Şener'den şaşırtan Erdoğan iddiası
Abone olTürkiye Partisi Genel Başkanı Abdüllatif Şener, kamuoyunu iktidarı acımazısca eleştirmeye çağırdı.
Türkiye Partisi Genel Başkanı Abdüllatif Şener, Libya ve Suriye
politikalarında hükümetin kısa sürede farklı tutum içerisine
girmekle suçladı. Şener "Acaba bir takım kozları ele
geçiren yabancı güçler, Türkiye Cumhuriyeti Başbakanı'nı tehdit mi
ediyor?" diye sordu.
TP Lideri Abdüllatif Şener, Konya'da Anemon Otel'de düzenlediği
basın toplantısında Türkiye gündemini değerlendirdi. Sözlerine, dış
politikadaki sorunlara ve Büyük Ortadoğu Projesi'ne (BOP) değinerek
başlayan Şener, BOP'un özünün bölgedeki ülkeleri iktidarsızlığa
sürüklemek ve Müslüman ülkelerin iç çatışmalarını körüklemek
olduğunu, böylelikle bölgede İsrail'in amaçlarına uygun bir zeminin
hazırlanacağını söyledi. Irak'ta halen iç çatışmanın devam
ettiğini, Libya ve Suriye'de de aynı durumun baş gösterdiğini
vurgulayan Şener, BOP'un aktör ülkelerinin Türkiye ve Katar
olduğunu öne sürdü. Müslüman ülkelerin istikrarsızlığa
sürüklenmekte olduğunu kaydeden Şener, şunları söyledi:
"Bundan kim kazanacaktır? Türkiye nasıl kanacak? Şu anda bir
terslik yok mu? Bu karışık ortamı en fazla arzu eden ve çaba
harcayan ülkeler kimler, diye bakıyorsunuz; Sarkozy ile Türkiye
Cumhuriyeti Başbakanı Tayyip Erdoğan birlikte, aynı idealler
peşinde koşuyor. Bu ne dostluk, bu ne muhabbet, bu ne ideal
birliği. Bunda bir terslik yok mu?'
'BAŞBAKAN TEHDİT Mİ EDİLİYOR?'
Libya ve Suriye konusunda Başbakan Recep Tayyip Erdoğan'ın olaylar
öncesinde iki ülkenin liderlerine karşı tutumu ile sonraki tutumunu
eleştiren Şener, şunları kaydetti:
'Aradan bir ay geçmeden Suriye aleyhine muhalifleri örgütleyen,
temsilcilik açan, Sarkozy ile Katar, İsrail ile işbirliği halinde
dengeleri alt üst etmeye çalışan bir politikanın içine
gireceksiniz. Burada temel sorun şudur: Bir hafta içerisinde Libya
konusundaki görüş değişikliği nereden geldi? Bir ay içinde Suriye
konusundaki politika ve görüş değişikliği nereden kaynaklanıyor?

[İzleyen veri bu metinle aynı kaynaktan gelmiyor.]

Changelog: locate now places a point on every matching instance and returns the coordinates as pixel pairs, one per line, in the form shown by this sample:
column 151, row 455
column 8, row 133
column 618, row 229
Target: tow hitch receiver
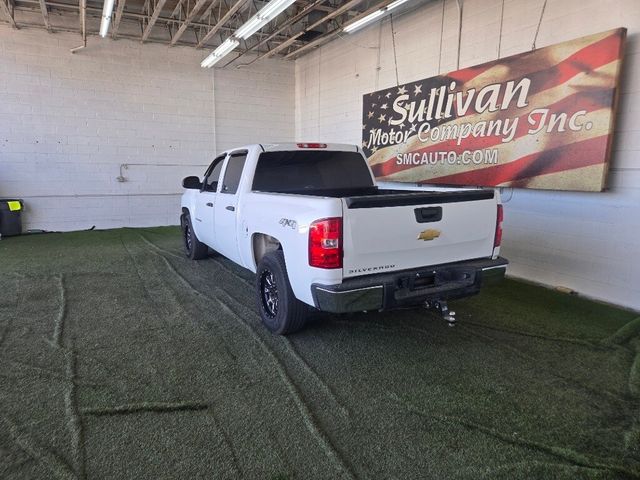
column 442, row 307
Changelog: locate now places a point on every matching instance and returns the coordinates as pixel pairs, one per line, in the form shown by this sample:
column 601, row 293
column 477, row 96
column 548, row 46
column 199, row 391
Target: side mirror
column 192, row 183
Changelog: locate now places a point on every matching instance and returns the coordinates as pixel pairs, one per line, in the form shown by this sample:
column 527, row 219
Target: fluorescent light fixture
column 352, row 27
column 107, row 11
column 395, row 4
column 223, row 49
column 270, row 11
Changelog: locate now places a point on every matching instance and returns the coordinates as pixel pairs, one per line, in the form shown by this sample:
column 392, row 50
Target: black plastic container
column 10, row 216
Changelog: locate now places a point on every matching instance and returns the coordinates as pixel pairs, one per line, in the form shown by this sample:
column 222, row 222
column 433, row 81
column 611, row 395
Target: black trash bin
column 10, row 217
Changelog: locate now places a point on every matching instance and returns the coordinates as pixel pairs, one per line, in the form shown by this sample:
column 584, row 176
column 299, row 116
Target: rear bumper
column 409, row 287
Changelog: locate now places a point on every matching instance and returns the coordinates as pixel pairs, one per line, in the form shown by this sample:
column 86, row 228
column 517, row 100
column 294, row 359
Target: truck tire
column 281, row 312
column 193, row 248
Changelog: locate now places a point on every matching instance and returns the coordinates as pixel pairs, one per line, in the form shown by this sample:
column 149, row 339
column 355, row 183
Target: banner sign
column 541, row 119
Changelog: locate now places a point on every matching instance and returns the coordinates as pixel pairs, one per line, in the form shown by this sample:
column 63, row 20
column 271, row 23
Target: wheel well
column 263, row 244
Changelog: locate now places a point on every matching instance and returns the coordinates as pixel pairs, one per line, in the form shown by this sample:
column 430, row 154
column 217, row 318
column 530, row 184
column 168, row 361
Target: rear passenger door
column 226, row 207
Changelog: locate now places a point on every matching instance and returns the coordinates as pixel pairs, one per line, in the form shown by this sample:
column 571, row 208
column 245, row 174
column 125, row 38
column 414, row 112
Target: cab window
column 233, row 173
column 213, row 175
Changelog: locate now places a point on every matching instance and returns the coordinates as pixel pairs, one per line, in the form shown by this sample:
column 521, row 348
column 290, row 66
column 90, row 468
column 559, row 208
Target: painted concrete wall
column 588, row 242
column 68, row 124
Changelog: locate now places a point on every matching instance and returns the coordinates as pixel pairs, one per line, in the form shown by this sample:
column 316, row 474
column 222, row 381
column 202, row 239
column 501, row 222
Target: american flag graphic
column 541, row 119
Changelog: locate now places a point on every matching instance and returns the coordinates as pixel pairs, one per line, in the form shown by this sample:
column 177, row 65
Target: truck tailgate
column 398, row 231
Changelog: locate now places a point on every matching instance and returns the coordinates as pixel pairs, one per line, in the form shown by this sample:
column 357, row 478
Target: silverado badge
column 429, row 234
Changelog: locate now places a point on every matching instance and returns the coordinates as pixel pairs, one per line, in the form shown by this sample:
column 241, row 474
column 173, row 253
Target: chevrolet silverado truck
column 310, row 222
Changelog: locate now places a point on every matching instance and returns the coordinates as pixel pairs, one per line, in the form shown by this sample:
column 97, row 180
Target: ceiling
column 204, row 24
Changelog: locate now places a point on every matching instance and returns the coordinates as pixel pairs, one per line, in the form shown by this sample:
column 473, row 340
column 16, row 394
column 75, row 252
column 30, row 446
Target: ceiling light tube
column 352, row 27
column 395, row 4
column 264, row 16
column 107, row 11
column 223, row 49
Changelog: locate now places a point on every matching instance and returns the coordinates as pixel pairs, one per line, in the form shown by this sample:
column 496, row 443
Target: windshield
column 298, row 171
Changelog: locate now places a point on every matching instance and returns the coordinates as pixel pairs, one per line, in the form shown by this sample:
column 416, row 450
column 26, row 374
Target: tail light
column 325, row 243
column 498, row 237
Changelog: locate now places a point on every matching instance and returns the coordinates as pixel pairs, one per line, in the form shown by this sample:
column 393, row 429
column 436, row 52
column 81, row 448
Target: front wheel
column 193, row 248
column 281, row 312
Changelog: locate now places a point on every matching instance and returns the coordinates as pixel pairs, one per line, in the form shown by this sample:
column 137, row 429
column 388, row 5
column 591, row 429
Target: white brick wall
column 67, row 122
column 588, row 242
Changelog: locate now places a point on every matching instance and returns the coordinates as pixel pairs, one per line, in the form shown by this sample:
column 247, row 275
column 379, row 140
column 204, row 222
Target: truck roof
column 278, row 147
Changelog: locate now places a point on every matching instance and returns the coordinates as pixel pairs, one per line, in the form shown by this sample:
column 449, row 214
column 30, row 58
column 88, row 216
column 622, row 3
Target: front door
column 204, row 218
column 226, row 207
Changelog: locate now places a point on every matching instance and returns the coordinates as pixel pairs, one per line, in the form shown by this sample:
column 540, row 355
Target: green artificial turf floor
column 120, row 358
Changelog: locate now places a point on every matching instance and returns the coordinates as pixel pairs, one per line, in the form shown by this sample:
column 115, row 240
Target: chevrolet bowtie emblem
column 429, row 234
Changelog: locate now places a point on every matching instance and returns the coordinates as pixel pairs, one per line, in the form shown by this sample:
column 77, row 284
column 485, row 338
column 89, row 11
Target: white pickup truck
column 310, row 221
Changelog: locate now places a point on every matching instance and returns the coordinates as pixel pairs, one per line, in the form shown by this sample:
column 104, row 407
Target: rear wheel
column 281, row 312
column 193, row 248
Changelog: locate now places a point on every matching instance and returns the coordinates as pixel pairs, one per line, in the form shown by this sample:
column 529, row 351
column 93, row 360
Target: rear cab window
column 300, row 171
column 233, row 172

Acaba bir takım kozları ele geçiren yabancı güçler, Türkiye
Cumhuriyeti Başbakanı'nı tehdit mi ediyor? Bu kadar hızlı, 180
derecelik polikita değişikliği başka türlü olmaz. Üstelik
Türkiye'de tartışma, eleştiri ortamını tasfiye ettiniz. Toplumun
demokrasiyle ilgili temel gereksinimleri tasfiye oldu. Böyle bir
ortam, yöneticilerin, yönlendirilmeye, dışardan şantajlara maruz
kalmaya açık olduğu dönemlerdir. Bunun hesabının verilmesi
lazım."
Wikileaks belgelerine de değinen Abdüllatif Şener, 'Birilerinin,
Wikileaks belgelerinde, Başbakan'ın İsviçre'de 8 tane hesabı var
diye yayın yapmış olmasını, dışardan ülke yönetimine yönelik bir
tehdit olarak algılamak lazım mı, değil mi? Tehdit yöneltilen kişi
sinyali almış olabilir mi? 180 derecelik politika değişikliklerinde
bunun etkisi olabilir mi? Var mı? Biz bunları ülkemiz adına
sorgulamak zorunda değilmiyiz?" diye konuştu.
MİT YASASI
MİT Yasası'nda yapılan değişikliğin Başbakan Recep Tayyip Erdoğan'a
yönelik düzenleme olduğunu öne süren Şener, demokrasi ve hukuk
devletinde keyfi yasa olmayacağını belirtti. MİT Yasası'ndaki
değişikliğinin adrese teslim şekilde düzenlendiğini savunan Şener,
şunları söyledi:
'Aslına bakarsanız olay sadece MİT'i ve Başbakan'ın
görevlendirdiklerini koruma altına almaya da yönelik değil. Aslında
Başbakan'ın kendisini koruma altına almaya yönelik bir
düzenlemedir. Çünkü oradan sonra kendi görevlendirmeleri ile
bağlantılı olduğu için kendisi sorgulanacaktır. Başbakan,
kendisinin sorgulanacağı bir safhaya gelen bir süreci kesmek için
Meclis çoğunluğuna dayanarak bir yasal düzenleme yaptırmıştır.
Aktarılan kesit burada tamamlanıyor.